Mi padre se volvió y se puso un caftán aparentemente nuevo. Resuelto se envolvió en la lustrosa tela negra como en una cortina. Se pasó el cinturón alrededor de las caderas y lo ajustó; un poco demasiado quizás para poder respirar libremente, pero lo suficientemente ajustado para que las palabras que él hubiera querido decir permanecieran atrapadas en su interior. Luego la oscuridad se cernió en torno suyo, no negra, sólo oscuridad.

Yo aún sentía el sabor de la manzana ácida, sólo que más suave, como si alguien la hubiera sumergido en miel.
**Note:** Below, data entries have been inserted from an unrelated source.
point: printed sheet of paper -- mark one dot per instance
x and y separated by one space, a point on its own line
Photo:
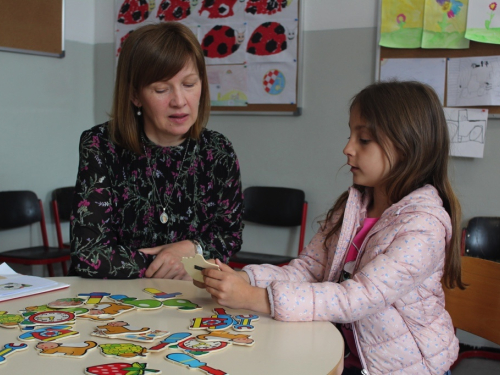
467 129
473 81
429 71
483 21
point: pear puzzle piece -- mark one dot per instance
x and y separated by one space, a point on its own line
74 349
191 362
120 368
194 266
10 348
123 350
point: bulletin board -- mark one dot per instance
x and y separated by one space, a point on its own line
251 48
33 27
475 49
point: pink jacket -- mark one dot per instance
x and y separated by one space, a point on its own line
395 297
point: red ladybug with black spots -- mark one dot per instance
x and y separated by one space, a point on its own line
218 8
173 10
135 11
221 41
267 39
266 6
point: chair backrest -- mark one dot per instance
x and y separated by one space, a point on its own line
19 208
477 308
482 238
276 206
64 202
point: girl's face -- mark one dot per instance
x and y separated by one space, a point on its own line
369 164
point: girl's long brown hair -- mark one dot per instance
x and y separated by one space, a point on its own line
410 116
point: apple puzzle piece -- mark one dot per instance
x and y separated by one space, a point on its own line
194 266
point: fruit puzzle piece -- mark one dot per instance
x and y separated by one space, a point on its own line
141 304
62 303
181 304
174 338
10 320
220 321
120 368
53 333
74 349
198 348
123 350
232 338
10 348
191 362
158 294
194 266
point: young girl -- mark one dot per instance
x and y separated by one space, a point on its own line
377 262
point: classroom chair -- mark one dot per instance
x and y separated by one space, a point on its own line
22 209
273 206
62 202
481 238
477 308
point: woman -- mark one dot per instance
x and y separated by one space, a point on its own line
153 184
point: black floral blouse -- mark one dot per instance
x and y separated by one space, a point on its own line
116 210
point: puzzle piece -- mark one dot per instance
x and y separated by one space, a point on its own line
172 339
123 350
194 266
75 349
10 348
158 294
181 304
191 362
120 368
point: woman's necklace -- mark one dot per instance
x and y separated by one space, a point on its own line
164 216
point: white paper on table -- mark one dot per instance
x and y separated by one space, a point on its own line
473 81
431 71
467 127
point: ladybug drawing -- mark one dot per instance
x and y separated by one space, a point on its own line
266 6
269 38
218 8
135 11
221 41
173 10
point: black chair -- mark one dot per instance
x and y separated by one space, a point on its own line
274 206
23 208
481 238
62 201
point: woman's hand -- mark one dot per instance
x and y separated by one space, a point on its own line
232 289
167 263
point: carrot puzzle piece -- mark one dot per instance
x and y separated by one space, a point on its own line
120 368
191 362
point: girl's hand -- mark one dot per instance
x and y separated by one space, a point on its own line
232 289
167 263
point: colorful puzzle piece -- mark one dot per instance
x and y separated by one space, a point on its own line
174 338
10 320
181 304
10 348
191 362
53 333
74 349
123 350
141 304
120 368
194 266
158 294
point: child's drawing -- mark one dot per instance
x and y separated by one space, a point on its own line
467 131
483 25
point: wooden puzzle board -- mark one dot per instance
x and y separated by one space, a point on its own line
280 348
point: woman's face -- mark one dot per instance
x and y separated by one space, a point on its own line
170 107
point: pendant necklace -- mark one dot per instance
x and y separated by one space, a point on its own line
163 215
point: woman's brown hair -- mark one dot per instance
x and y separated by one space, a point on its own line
410 116
150 54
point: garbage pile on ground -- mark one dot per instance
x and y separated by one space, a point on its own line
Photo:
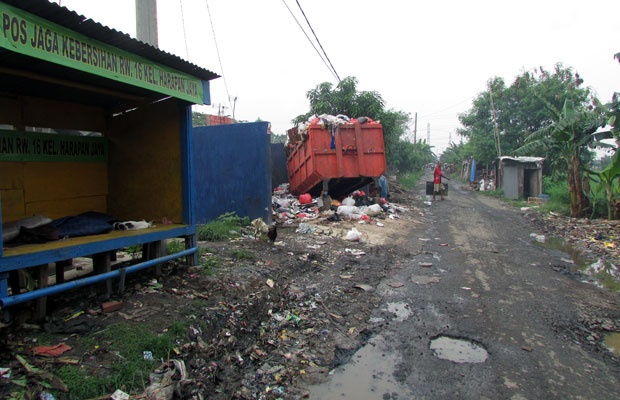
356 206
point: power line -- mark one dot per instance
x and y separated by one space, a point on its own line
317 39
217 49
312 43
184 33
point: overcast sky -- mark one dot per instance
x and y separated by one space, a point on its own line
426 57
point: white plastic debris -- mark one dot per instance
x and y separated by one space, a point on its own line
354 235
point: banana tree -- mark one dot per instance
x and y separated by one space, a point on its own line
571 135
606 178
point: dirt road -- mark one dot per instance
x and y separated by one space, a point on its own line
451 299
478 310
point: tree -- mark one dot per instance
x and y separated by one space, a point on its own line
345 99
570 135
518 110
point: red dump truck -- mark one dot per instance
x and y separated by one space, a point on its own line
335 159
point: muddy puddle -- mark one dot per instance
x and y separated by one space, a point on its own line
369 376
600 272
458 350
612 342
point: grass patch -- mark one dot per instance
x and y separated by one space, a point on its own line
224 227
240 254
211 262
409 180
130 369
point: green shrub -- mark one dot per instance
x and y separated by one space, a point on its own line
410 179
130 371
225 226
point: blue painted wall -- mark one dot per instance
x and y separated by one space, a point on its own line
232 171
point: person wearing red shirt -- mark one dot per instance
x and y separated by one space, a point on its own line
437 175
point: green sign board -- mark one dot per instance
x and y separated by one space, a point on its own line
34 146
28 34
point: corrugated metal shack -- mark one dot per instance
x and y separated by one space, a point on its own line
92 124
519 177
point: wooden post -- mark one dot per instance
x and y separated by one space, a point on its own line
102 264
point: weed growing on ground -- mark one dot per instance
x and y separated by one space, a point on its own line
224 227
240 254
138 350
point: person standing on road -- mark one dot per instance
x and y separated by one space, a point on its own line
437 185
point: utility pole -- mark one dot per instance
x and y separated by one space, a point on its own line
499 179
415 128
146 21
428 134
499 148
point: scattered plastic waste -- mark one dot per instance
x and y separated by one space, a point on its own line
147 355
305 228
354 235
119 395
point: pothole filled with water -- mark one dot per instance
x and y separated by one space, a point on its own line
458 350
601 273
612 342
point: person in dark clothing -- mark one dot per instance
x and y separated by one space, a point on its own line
437 185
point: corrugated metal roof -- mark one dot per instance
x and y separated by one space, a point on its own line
86 26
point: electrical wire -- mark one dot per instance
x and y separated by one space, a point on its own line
217 49
312 43
184 33
317 40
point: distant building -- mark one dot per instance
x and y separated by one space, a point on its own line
519 177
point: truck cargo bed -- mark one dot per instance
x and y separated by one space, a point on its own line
337 160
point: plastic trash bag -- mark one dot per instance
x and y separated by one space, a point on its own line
354 235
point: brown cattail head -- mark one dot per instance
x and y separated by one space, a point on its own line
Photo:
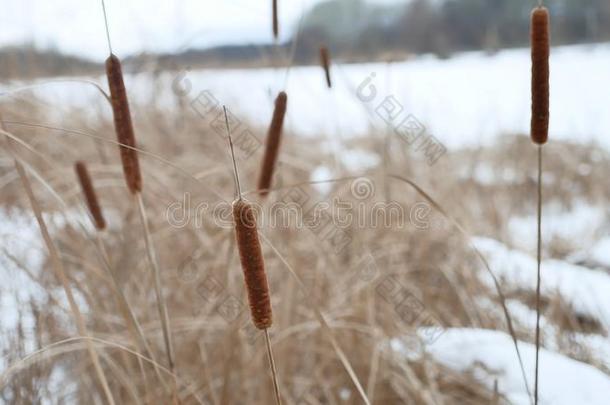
252 263
90 196
325 61
276 24
123 124
272 146
540 41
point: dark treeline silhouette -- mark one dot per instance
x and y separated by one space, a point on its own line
356 31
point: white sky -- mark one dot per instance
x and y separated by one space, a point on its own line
76 26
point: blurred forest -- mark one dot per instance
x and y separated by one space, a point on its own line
358 31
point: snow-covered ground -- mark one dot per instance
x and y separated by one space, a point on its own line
469 99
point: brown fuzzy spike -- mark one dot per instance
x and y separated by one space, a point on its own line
325 62
253 265
123 124
90 195
540 42
272 146
276 24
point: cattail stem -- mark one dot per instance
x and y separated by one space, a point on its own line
325 62
272 144
154 265
90 196
253 265
133 325
540 43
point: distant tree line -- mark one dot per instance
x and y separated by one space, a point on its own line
355 28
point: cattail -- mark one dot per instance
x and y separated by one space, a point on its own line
253 265
276 24
123 124
325 61
272 146
90 195
540 42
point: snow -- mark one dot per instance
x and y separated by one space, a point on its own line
563 381
584 289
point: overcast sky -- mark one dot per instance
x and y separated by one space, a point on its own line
76 26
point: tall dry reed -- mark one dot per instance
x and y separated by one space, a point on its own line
272 144
325 62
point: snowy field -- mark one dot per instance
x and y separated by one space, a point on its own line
467 100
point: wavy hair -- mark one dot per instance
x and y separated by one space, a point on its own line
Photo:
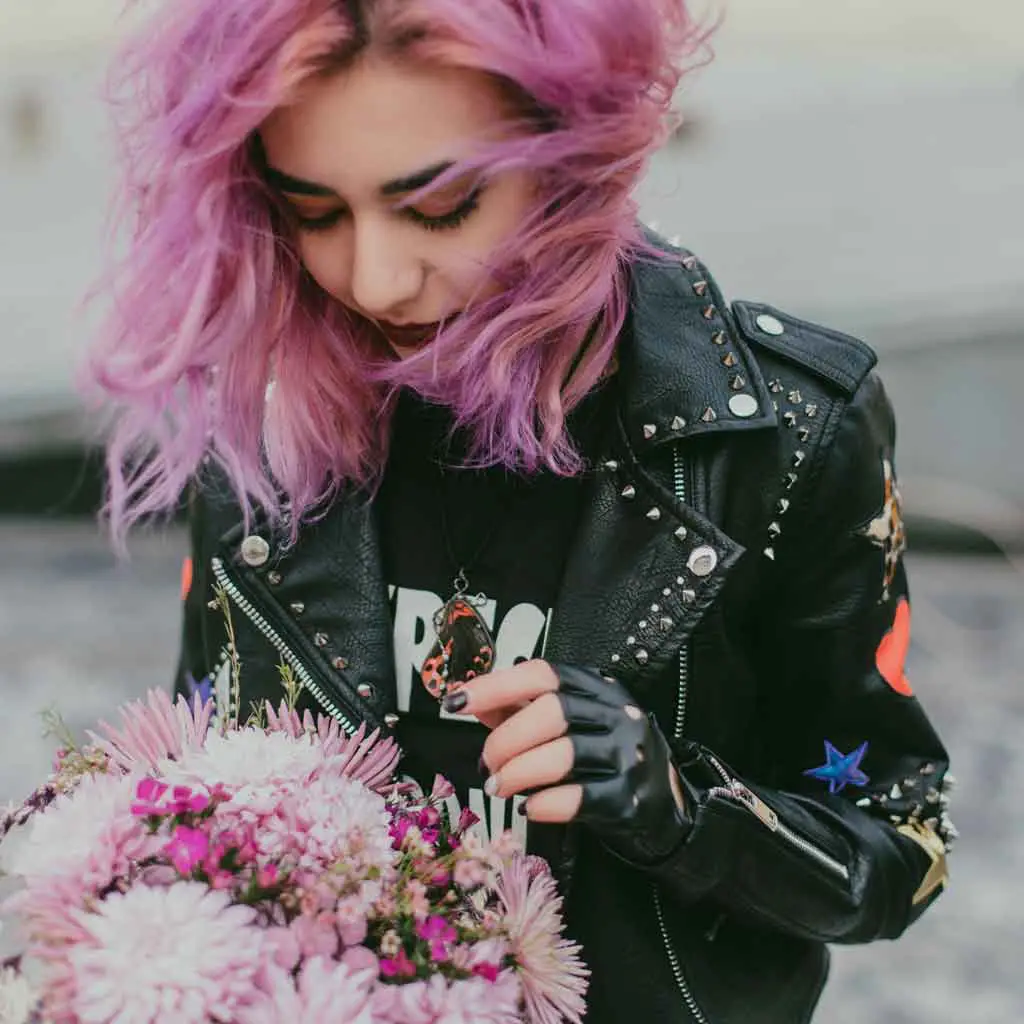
218 344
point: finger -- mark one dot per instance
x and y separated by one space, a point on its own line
542 766
554 806
541 721
503 689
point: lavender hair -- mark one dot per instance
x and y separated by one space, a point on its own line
218 344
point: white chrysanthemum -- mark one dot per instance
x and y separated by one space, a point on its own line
17 998
88 834
247 760
165 956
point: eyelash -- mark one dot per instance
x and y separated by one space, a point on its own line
446 221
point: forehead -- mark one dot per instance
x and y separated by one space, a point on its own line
380 120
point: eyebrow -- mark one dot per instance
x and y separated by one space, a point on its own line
300 186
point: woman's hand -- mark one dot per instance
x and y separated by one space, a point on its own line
577 742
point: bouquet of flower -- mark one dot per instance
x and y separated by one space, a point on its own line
176 870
Reinaba el silencio en el espacio negro, hasta que se abrió una puerta, la puerta de la habitación de mis padres; primero sólo una hendija, luego completamente. Vi a mi padre parado en el umbral. La luz de diciembre entraba inundando la sala desde sus espaldas. Él salió de la habitación, cerró la puerta y metió la mano en el bolsillo del pantalón para sacar la llave. Titubeó, tembló. La llave cayó al piso, a un palmo del umbral de la puerta. Pero mi padre no se agachó para recogerla.

Yo abrí los ojos y solté la manzana. Esta se desplomó sobre las malvas, rodó un poco sobre la mesa y cayó al suelo con un golpe seco. Mi padre se levantó. Se acercó a mí y tomó mi cabeza entre sus grandes manos. Ahora, lo supe, debía anunciarme el veredicto. Pero yo no sentía miedo.

Amnon ben Yehuda, dijo, y fue la primera y última vez que me llamó por mi nombre de pila y patronímico. No puedes continuar en la yeshivá. No puedes continuar aquí de ninguna manera. Llamaré al tío Bollag en Zúrich. Lo mejor será, concluyó, que te mandemos a Suiza.